緊急疾患

【犬の低血糖症】震えの症状あり!原因と予防、手術例を獣医師が解説!

【犬の低血糖症】震えの症状あり!原因と予防、手術例を獣医師が解説!

「犬が何度も吐いているけど、脱水や低血糖が心配…」

「ずっと震えています…」

「低血糖と言われたけど、どんな原因があるの?」

など犬の低血糖について、どんな原因や症状が出るのか不安な飼い主様は多いです。

先日以下のツイートをしました。▼

■低血糖の鑑別
・栄養が足りていない:子犬子猫で多い
・すい臓の腫瘍:インスリノーマ
・すい臓以外の腫瘍
・アジソン病などホルモンの病気
・肝機能が落ちてる
・医原性:糖尿病の治療中など
・敗血症
・検査のミス
低血糖のめずらしい手術があったので、今度ブログで解説します。

■本記事の内容

  • 犬の低血糖症の原因と症状
  • 低血糖のめずらしい手術症例
  • 低血糖を予防するには?

犬の低血糖症はまれな病気ではありますが、命に関わることもある怖い病気です。

愛犬の万が一に備えたい方は、ぜひ読んでみてください。

犬の低血糖症の原因

犬の低血糖症の原因

犬の低血糖の原因はたくさんあります。

犬の低血糖の原因
  • 栄養が足りていない
  • 膵臓の腫瘍(インスリノーマなど)
  • 膵臓以外の腫瘍(肝細胞がん、平滑筋腫・肉腫、乳腺がんなど)
  • アジソン病などホルモンの病気
  • キシリトール中毒
  • 肝機能の低下(門脈シャント、肝腫瘍など)
  • 医原性(糖尿病でのインスリン注射が効きすぎている)
  • 敗血症(全身の感染症:糖の消費亢進で低血糖)
  • 検査の手技によるミス

膵臓はインスリンという血糖値を下げるホルモンを出しています。

インスリノーマとは膵臓にできる腫瘍で、インスリンをバンバン出すことによって血糖値が下がりすぎてしまう病気です。

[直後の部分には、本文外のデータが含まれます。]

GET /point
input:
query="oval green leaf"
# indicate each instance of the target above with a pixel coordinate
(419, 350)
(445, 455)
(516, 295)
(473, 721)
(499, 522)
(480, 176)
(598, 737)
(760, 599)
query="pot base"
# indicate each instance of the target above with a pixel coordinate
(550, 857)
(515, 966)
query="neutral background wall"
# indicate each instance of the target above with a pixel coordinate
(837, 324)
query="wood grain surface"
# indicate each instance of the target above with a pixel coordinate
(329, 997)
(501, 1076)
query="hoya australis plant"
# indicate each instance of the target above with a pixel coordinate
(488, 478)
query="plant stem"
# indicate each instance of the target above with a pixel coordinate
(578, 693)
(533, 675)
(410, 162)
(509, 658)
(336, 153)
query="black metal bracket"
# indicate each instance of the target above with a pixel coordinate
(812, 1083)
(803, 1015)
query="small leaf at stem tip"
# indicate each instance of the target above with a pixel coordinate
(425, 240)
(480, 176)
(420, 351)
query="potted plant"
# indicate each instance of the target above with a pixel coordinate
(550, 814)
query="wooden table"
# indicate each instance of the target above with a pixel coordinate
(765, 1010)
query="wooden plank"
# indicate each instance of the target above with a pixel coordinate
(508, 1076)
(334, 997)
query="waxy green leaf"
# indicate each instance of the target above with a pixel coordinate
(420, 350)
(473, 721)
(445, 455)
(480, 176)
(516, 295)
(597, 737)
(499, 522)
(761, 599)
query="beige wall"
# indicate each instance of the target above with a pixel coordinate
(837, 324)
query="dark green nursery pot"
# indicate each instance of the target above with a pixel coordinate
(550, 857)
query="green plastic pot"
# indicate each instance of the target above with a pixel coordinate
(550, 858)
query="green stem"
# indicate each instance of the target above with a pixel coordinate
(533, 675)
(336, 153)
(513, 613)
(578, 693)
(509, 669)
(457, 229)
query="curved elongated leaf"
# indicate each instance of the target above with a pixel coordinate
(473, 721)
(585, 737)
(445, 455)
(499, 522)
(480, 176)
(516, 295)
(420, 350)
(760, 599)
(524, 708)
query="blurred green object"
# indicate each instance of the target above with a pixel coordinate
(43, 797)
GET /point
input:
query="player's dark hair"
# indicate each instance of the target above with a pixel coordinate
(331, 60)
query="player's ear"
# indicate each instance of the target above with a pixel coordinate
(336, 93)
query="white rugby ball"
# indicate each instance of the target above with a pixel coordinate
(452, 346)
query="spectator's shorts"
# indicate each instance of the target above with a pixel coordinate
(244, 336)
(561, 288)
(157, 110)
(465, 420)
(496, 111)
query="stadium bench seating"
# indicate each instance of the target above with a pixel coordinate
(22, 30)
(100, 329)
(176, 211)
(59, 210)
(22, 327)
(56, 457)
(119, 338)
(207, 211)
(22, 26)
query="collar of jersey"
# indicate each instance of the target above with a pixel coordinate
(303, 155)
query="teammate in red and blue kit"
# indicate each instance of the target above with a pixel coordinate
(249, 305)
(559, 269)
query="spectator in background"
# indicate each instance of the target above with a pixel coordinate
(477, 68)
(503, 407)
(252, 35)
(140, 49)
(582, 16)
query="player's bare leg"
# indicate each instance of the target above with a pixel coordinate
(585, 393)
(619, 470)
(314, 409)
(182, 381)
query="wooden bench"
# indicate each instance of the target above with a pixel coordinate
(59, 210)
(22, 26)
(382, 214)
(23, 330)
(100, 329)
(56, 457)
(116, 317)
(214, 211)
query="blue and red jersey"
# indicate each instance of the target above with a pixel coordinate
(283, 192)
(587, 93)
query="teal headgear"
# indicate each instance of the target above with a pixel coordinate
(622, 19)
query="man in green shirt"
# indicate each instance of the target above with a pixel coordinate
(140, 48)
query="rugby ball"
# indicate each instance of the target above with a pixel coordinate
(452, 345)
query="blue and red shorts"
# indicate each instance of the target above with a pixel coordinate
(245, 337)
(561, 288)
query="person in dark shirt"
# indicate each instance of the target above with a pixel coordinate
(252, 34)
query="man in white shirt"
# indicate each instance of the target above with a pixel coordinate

膵臓以外の腫瘍でも、なぜか血糖値を下げる物質を出す腫瘍が多くあります。

また、特に子犬の場合は、吐いてしまったり下痢してしまうことが続くと、すぐに脱水や低血糖になってしまいます。

子犬の場合はこちらの記事を参考にしてください。▼

【子犬の低血糖】症状や自宅での対処法、予防する方法を獣医師が解説!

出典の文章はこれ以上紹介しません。